È Marzo. Finalmente, il terzo mese dell’anno che porta con sé il tanto adorato equinozio di Primavera. È Marzo, spuntano i fiori, si ricomincia a ballare, a desiderare l’estate. Vederla vicina anche sotto la pioggia. Almeno, un tempo era così. Adesso, forse, riapriranno le strade alla sua libera frequentazione, magari a concerti all’aperto. Magari. E questo, pensarlo è davvero assai poco normale.
Eppure, di fatto siamo già a un anno esatto dal debutto sulla scena mondiale dell’assoluto protagonista di queste quattro stagioni che da Marzo 2020 a Marzo 2021 non hanno sentito parlare che di lui, il signor Covid-19. Certo, ultimamente si parla di varianti, ma la famiglia è la stessa, una specie di mafia.
Io sono in Francia, e di concerti ne ho visti parecchi. Concerti, appunto, intesi come accordi. Intese prese tra musicisti locali della campagna nel Sud Ovest della nazione, dove mi trovo io. Niente biglietti, solo passaparola e attenzione alle guardie, sebbene per finta ché qui in campagna hanno ben poco da fare e non si vedono spesso. Il primo concerto fu nel week-end che chiudeva Febbraio.
È Marzo. Finalmente, il terzo mese dell’anno che porta con sé il tanto adorato equinozio di Primavera
L’ultimo, finora, nella casa in cui abito adesso, dove studio il basso assieme a qualcuno che non sopporta l’audio dei PC o dei telefoni cellulare, nemmeno delle casse bluetooth. “Sono abituato al suono acustico”, mi dice. Mentre lo fa, penso alla miriade di concerti on-line che durante quest’anno hanno riempito le bacheche dei social e piacevolissime, stranissime ore.
Non posso non pensare, ricordare, ergo riascoltare quello di Alberto Ferrari, chitarra dei Verdena che ha prestato la sua voce anche al progetto I Hate my Village. Registrata in casa, l’esibizione fu trasmessa in streaming il 31 Marzo 2020, sulla pagina Facebook “Latteria Artigianale Molloy”, a sostegno delle attività di Emergency nelle province di Bergamo e Brescia nel pieno della crisi pandemica. Mezz’ora di autentica emozione e potente fragilità. Se ve lo siete perso, tanto meglio per voi che l’ascoltate per la prima volta.
Inizia a piovere. La pioggia è sottile, è quella di Marzo. Penso a Lucio Dalla, mi chiedo Cosa Sarà? Rispetto alla musica, chissà cosa avrebbe risposto Lester Bangs che già nel 1973, a quanto pare, dichiarava finito il rock and roll, di già un’industria del più fico. Di certo, non c’è andato lontano. Ma adesso la questione è più sottile.

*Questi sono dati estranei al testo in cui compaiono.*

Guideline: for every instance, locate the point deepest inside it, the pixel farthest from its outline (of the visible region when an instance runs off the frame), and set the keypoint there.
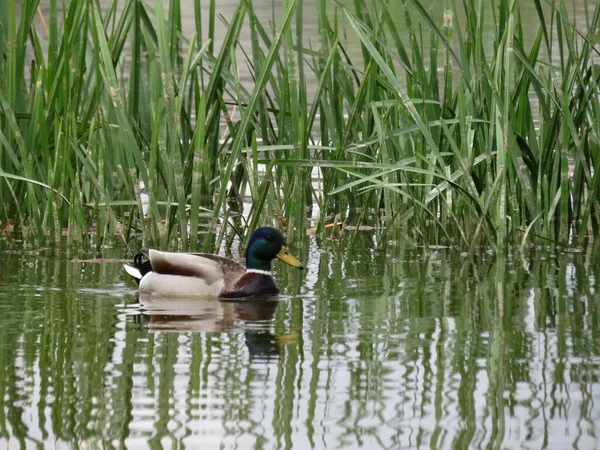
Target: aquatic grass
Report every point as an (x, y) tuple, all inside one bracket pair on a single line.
[(439, 131)]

Non sappiamo come cambieranno le cose, effettivamente, nel nuovo quotidiano della scena musicale quando tornerà a mostrarsi dal vivo.
Non posso non pensare, ricordare, ergo riascoltare quello di Alberto Ferrari
O per lo meno, non lo so io. Di certo, ora come ora è nettamente chiara la posizione che la società, così come la conosciamo, riserva all’arte e alla cultura. Una posizione marginale, rubata per lo più dalla spettacolarizzazione. Per cui, in attesa di permessi e diverse possibilità, è importante seguitare a nutrirsi. Perché l’arte cerca la vita, anche quando si crede morta. La vita non muore, moriamo noi. Non ha contrari la vita, così come non ne ha l’arte.
Sorrido allora, e celebrando il momento metto su “La pioggia di Marzo” nella versione di Mina arrangiata da Ivano Fossati. Il brano è del grande Antônio Carlos Jobim e un poco risponde alla domanda di cui sopra. Cosa Sarà? È un mistero profondo, una piccola pena […] È la pioggia di marzo, è quello che è, la speranza di vita che porti con te. Penso che è Marzo, che domani l’equinozio avrà luogo e con esso un’altra stagione, ancora e per sempre. La Terra, del resto, si muove da sempre e senza alternative. Come illudersi d’essere fermi noi stessi?